El notable escritor mallorquín Llorenç Villalonga, autor de Bearn, una melancólica reconstrucción letánica del pasado señorial de la isla, ha escrito un pastiche de esas parodias à la Proust que tienen, vengativamente, al mismo escritor por protagonista. En el texto, el autor de Los placeres y los días se desvive intentando vender por intermedio de su administrador un automóvil de colección - un De Dion Bouton - a Madame Guermantes, haciendo uso de altivas y a la vez condescendientes adulonerías, con el fin de sobrellevar ciertos descalabros en su economía, para lo que inventa como justificativo una larga serie de circunstancias triviales encadenadas por rumores de doncellas y suposiciones asentadas en la casualidad. El gesto recuerda al ocasionalmente estoico Mansilla, ya en la inocultable decadencia de su vida y sus finanzas, prolongando sus costumbres de causeur y bon vivant, tratando de no perder la compostura de su estilo. Aunque no menos curioso resulta el hecho de que acaso el general no ignorara que con la subasta estaba repitiendo otra escena memorable: la venta del mobiliario de Madame de Arnoux, en el seno de La educación sentimental de Flaubert, que, a ojos del protagonista, eclipsaba en importancia al golpe de Estado de Luis Napoleón Bonaparte, el sobrino redundante y paródico, cuya corte el propio Mansilla frecuentara en sus años mozos. Y es que para el general, sobre todo si se balancea el lugar que le confiere a la nota trivial en la totalidad de sus escritos, no hay menor trascendencia en los afeites que en las grandes decisiones políticas, pues no ignora que afectan a la esfera pública, aunque con ardides subrepticios y no siempre perceptibles, de un modo parejamente eficaz.

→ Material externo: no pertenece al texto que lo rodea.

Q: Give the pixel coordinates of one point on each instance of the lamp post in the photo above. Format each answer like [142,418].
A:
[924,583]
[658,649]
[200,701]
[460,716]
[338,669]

De modo que el de Lucio V. Mansilla puede ser considerado un adecuado comienzo de esta recepción prometedora del texto francés, al proveer en primer lugar un personaje proustiano de magnífico talante, encarnado en una figura otoñal que constituirá el emblema adecuado del siglo que acababa y de la época que se abría. Pero además en él, y en su literatura, se insinúa uno de los ejes que hacen a la legibilidad del texto - de todo texto - al decidir su capacidad de remozamiento lector en el entramado de vida pública y estética privada, en una deriva geográfica, social, política y cultural que diverge de su siglo. Mansilla, como Proust, piensa - e instituye en su escritura - los rasgos más profundos de la sociedad civil, y concibe que sólo allí es dada la ocasión de toda verdad política. En ese sentido, su puesta en escena más prodigiosamente proustiana avant la lettre es ese memorable texto, Los siete platos de arroz con leche, en el que se enmarañan como en una súbita iluminación profana suscitada por la atávica reaparición de un gusto perdido las vicisitudes íntimas de la sumisión al tirano, su tío Juan Manuel de Rozas.
Finalmente: “Acordarse es revivir”, escribe con su natural eficacia don Lucio V. como epígrafe a sus Memorias truncas ; fórmula que podría considerarse el más adecuado proemio para la lectura de Proust en el país ofertado por el primer escritor argentino que estuvo en contacto personal directo con el autor de A la recherche du temps perdu.